An Anonymous Reader writes: "The Firefox team has decided to scrap the planned 1.1 release (already in Alpha 2) and instead release the final version as 1.5 due to the significant number of bug fixes and changes. The 1.5 feature complete beta is expected next month." From the article: "We are planning for a Firefox 2.0 and 3.0, but will divide the planned work over (at this point) three major Milestones, 1.5 (September 2005), 2.0 (unscheduled) and 3.0 (unscheduled). All major development work will be done on the Mozilla trunk, and these releases will coincide with Gecko version revs."

6 of 482 comments (clear)

  1. Scrapped? by Anonymous Coward · · Score: 5, Insightful

    Wouldn't it be more appropriate and less alarmist to say that Firefox 1.1 will instead be called Firefox 1.5?

    1. Re:Scrapped? by mattdm · · Score: 5, Insightful

      Wouldn't it be more appropriate and less alarmist to say that Firefox 1.1 will instead be called Firefox 1.5?

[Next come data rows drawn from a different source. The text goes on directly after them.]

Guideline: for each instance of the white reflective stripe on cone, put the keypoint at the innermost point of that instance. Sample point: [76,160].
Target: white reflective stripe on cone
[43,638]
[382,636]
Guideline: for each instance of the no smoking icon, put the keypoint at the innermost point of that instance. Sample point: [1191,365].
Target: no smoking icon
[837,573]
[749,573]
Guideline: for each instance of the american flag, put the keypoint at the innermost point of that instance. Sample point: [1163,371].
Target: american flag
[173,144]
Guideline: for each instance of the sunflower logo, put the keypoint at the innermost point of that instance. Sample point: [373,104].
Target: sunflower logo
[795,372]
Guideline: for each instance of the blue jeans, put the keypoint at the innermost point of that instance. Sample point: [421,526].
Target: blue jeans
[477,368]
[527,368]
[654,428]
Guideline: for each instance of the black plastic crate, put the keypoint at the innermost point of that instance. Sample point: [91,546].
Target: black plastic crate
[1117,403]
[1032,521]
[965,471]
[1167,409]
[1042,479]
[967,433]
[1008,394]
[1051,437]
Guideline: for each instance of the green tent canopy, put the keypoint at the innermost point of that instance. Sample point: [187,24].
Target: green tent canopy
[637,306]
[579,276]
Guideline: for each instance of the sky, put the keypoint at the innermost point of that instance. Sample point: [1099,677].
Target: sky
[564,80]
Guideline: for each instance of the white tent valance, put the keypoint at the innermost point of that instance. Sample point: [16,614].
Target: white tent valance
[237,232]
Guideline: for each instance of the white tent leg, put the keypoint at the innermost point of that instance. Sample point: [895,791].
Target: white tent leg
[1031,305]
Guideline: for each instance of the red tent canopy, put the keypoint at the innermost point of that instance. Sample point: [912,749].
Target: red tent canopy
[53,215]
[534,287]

      If the headline had said that, the slashdot editors probably wouldn't have even looked at it in the submission queue. The more alarmist entry grabs attention better, so has a greater chance of getting published. Basically, nothing to see here, move along.

  2. They really need to fix autoupdate by afidel · · Score: 5, Insightful

    I was running 1.0.4 and just happened to notice the mozilla.org slashblurb about a new version. I checked and the new version was 1.0.6 which had major security updates, yet when I did Tools->Options->Advanced->Software update nothing was found (and this is simply a manual way to trigger the normal update mechanism). If the update software can't find a new version with major security updates then what good is it?

    --
    There are 4 boxes to use in the defense of liberty: soap, ballot, jury, ammo. Use in that order. Starting now.
  3. Can you read this? by Henry+V+.009 · · Score: 5, Insightful

    I've spent the morning reading WONTFIX bugs on the Firefox text zoom issue. I'm feeling down on the browser just now.

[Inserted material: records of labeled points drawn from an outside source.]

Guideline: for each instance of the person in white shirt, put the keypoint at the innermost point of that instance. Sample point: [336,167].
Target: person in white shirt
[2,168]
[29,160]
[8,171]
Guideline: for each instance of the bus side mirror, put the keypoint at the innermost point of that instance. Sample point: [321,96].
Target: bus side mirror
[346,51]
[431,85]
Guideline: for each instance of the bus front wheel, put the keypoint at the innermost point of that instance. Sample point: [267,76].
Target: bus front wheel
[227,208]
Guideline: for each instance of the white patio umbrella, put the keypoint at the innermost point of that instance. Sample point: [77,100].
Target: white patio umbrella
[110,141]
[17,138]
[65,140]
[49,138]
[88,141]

    There is no good option for making text zoom permanent if you have bad eyes. You can kludge by zooming default fonts and then disabling everything else in CSS.

    The people working on Firefox are not interested in fixing this because "text zoom breaks page layouts." The fix that they've decided on, which may or may not come someday, is a page zoom feature that zooms everything. (Raise your hand if you love sideways scrolling.)

    I am amazed at the lack of consideration for people with bad eyes -- it's not a small number of people either. Mozilla composer bends over backwards to enforce alt tags for images, but when it comes to usability nobody cares.

    Maybe we'll start to see some consideration of this sort of thing once the average age of open source coders hits 50 and they find themselves having to squint more often.

  4. Re:Is there any plan to ... by Will2k_is_here · · Score: 5, Insightful

    This is antithetical to Firefox's mission. Give the user a capable browser that contains no bloat (ie. stuff some users don't want).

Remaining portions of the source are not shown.